In the past week, 98 of 406 Biden voter panelists in our data saw news stories that mentioned “January 6,” “Jan. 6,” or “capitol.” The one that appeared most frequently, to six panelists, was an article from NBC News about congressional testimony around Ivanka Trump’s actions during the Capitol riot. Other stories shown to multiple Biden voters in our data also focused on the ongoing House of Representatives investigation into the riot. An MSNBC article, for example, reported on text messages recently released by Congress that were sent between Fox News host Sean Hannity and Trump administration officials before the riot.

While news stories about Jan. 6 were seen by only 27 (out of 147 total) Trump voters in our panel in the past week, those stories had clear partisan leanings. One, an opinion piece from the conservative website RedState shown to two panelists, is titled, “Reporters Describe January 6, 2021, Like They Were at Omaha Beach, and It Turns My Stomach.” Two Trump voter panelists this week were also shown a Breitbart article on Republican representatives accusing House Speaker Nancy Pelosi of using the House investigation as cover for Democrats’ failure to secure the Capitol building during the riot.

Facebook (which recently rebranded itself as Meta) did not immediately respond to a request for comment, but Kevin McAlister, a spokesperson for the company, told The Markup last year that “it should not be surprising that people with different partisan leanings saw different news sources on Facebook, just as they do with television, radio, and other forms of media.”

While Citizen Browser is not an exact reflection of what’s shown to the millions of Americans on Facebook, the sample provides a window into trends on the platform that are otherwise impossible to see.

For years, researchers have raised concerns that Facebook’s algorithm may be polarizing its users through a so-called “filter bubble” effect. By continuously showing users content that reinforces views they already hold, the (still-contested) idea goes, those users are stuck in self-reinforcing cycles of political news.

“We start to see people burrow in deeper into their preexisting beliefs because of what Facebook suggests that they should follow, and also because of the reinforcement from the community that Facebook offers from these groups,” April Glaser, a senior fellow at the Harvard Kennedy School, told The Markup this week.
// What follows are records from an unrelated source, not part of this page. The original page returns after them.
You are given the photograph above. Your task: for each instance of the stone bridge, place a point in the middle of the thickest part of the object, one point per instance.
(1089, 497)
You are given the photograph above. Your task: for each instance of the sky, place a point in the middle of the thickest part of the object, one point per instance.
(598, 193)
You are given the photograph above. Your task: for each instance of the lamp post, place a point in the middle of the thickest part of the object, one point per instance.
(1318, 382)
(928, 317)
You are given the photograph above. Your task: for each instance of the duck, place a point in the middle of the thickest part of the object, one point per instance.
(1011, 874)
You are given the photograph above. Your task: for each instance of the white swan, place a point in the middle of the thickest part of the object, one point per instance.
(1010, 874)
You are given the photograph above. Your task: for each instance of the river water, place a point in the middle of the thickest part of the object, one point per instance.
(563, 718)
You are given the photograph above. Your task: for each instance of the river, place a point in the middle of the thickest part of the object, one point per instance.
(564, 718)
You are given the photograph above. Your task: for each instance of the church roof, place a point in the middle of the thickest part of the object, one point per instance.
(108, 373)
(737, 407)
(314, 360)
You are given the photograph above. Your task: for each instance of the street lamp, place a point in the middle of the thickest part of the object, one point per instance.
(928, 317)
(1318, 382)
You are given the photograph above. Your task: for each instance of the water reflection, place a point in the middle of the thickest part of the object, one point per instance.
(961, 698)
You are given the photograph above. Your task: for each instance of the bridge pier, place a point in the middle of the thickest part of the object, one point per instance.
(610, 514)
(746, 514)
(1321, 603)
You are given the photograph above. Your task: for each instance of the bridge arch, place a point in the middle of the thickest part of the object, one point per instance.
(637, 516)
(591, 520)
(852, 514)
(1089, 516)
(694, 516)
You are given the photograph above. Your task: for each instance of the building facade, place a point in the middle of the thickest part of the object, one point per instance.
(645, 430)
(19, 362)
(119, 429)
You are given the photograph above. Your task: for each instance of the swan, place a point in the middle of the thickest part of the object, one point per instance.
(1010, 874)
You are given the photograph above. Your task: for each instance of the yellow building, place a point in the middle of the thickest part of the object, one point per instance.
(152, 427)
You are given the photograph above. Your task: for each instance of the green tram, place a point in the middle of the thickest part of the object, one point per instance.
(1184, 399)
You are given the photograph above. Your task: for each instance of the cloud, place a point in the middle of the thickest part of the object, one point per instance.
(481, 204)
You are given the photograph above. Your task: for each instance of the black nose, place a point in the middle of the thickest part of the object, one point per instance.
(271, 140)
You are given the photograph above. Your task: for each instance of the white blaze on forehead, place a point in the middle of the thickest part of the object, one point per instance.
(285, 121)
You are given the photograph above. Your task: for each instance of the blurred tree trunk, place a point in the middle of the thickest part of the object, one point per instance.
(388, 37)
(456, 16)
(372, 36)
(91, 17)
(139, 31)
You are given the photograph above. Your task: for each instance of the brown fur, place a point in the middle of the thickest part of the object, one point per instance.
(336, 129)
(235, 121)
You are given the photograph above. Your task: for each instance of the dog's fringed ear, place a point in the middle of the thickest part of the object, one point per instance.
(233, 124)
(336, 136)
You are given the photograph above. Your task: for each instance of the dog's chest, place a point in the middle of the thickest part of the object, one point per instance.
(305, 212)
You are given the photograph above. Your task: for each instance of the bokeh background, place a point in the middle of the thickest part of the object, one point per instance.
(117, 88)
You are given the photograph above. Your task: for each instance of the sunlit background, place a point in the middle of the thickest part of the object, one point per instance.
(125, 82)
Facebook data scientists and Mark Zuckerberg himself have pushed back against that characterization, the latter saying in 2016 that “by giving people access to more information and helping promote diversity and a plurality of opinions, we can build stronger communities.”

Unfortunately, some researchers say, those communities can also be the kind that spread misinformation and fuel political violence.

“Facebook’s governing ideology for many years, and which it has reinforced, has long emphasized freedom of speech over community safety,” Glaser said, “and that becomes really clear when violence erupts, like we saw with Jan. 6.”